Leith also pays tribute to the person standing just behind the curtain—the Unknown Speechwriter. Every politician has one, and a president can have a dozen or so. In White House Ghosts, the best book yet about White House speechwriters, Robert Schlesinger writes that LBJ’s speechwriters couldn’t write to his speaking strengths. On one occasion, LBJ said of their efforts: “The goddamn draft they’ve given me wouldn’t make chickens cackle if you waved it at ’em in the dark.”

That’s the job of the speechwriter—to make the chickens cackle. That’s not to say, unless you’re working for a complete dolt, that you try to put words in the politician’s mouth. As Leith says, “the speechwriter aims to write what the speaker thinks, in the most eloquent terms in which the speaker might plausibly express it.”

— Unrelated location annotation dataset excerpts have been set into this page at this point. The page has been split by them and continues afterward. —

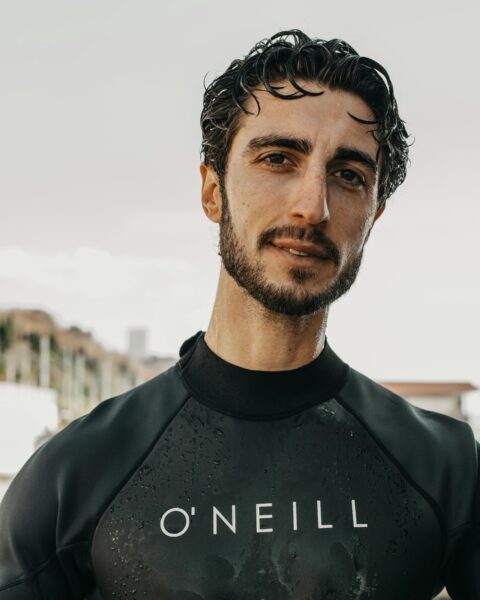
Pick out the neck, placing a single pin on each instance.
(244, 333)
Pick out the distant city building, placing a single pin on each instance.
(36, 351)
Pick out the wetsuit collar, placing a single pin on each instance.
(252, 394)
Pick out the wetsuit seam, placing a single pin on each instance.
(23, 578)
(461, 528)
(131, 473)
(431, 501)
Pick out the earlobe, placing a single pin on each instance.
(211, 195)
(379, 213)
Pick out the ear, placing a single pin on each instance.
(378, 213)
(211, 195)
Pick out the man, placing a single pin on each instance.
(261, 465)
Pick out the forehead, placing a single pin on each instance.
(324, 119)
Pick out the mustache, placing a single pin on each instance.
(314, 236)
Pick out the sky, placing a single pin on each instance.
(101, 222)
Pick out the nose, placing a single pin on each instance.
(310, 204)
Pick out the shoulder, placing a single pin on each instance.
(116, 425)
(437, 453)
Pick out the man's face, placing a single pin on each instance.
(299, 199)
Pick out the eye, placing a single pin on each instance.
(350, 177)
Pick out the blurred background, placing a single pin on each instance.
(106, 261)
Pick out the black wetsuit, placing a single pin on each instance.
(220, 483)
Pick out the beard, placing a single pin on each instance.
(286, 300)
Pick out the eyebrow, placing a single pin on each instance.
(356, 155)
(301, 145)
(304, 146)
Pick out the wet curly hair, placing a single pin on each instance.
(291, 56)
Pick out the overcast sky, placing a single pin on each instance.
(101, 221)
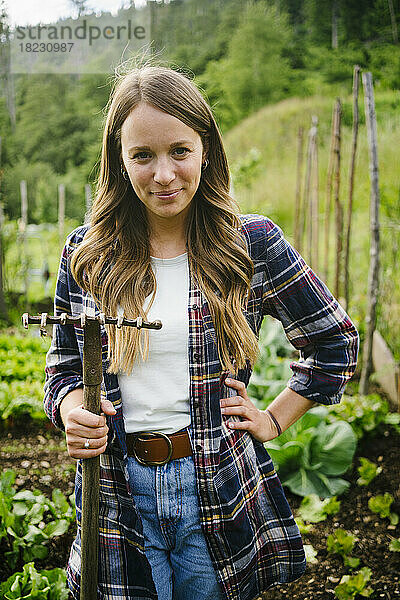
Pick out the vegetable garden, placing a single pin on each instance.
(339, 467)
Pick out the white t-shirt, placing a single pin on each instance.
(155, 397)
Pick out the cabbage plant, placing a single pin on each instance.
(311, 454)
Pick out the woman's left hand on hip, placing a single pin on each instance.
(255, 421)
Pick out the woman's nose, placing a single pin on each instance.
(164, 172)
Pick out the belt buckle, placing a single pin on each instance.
(153, 434)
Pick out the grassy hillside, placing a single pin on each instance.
(271, 190)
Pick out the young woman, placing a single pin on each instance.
(166, 241)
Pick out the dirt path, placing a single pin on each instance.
(40, 461)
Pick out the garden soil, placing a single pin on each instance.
(40, 460)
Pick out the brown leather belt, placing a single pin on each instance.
(153, 448)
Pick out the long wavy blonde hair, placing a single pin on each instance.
(113, 261)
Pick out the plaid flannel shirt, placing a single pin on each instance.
(250, 531)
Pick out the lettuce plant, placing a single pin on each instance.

Leith singles out several speechwriters who have accomplished just that—Ronald Millar for Margaret Thatcher, and Peggy Noonan, from whose memoir, What I Saw at the Revolution, he quotes at some length. Noonan knew how to make the chickens cackle, and when necessary, to make grown men cry. Her work with Ronald Reagan on the famous “Boys of Pointe du Hoc” speech, delivered at Normandy on the 40th anniversary of D-Day, has earned her a permanent spot in the speechwriters’ hall of fame.

To conclude this discussion of words, here are some of the author’s last ones, a fine ending for his book: “People have been talking each other in and out of fights and in and out of bed since the first syllable formed on the first ape-like prehistoric lip. The total corpus of everything they’ve ever said is the object of study: the patterns that obtain across centuries are testament to our commonality; the ceaseless variation testament to the power and elasticity of invention. Rhetoric is inexhaustible.”

John R. Coyne Jr. is a former White House speechwriter and co-author, with Linda Bridges, of Strictly Right: William F. Buckley Jr. and the American Conservative Movement.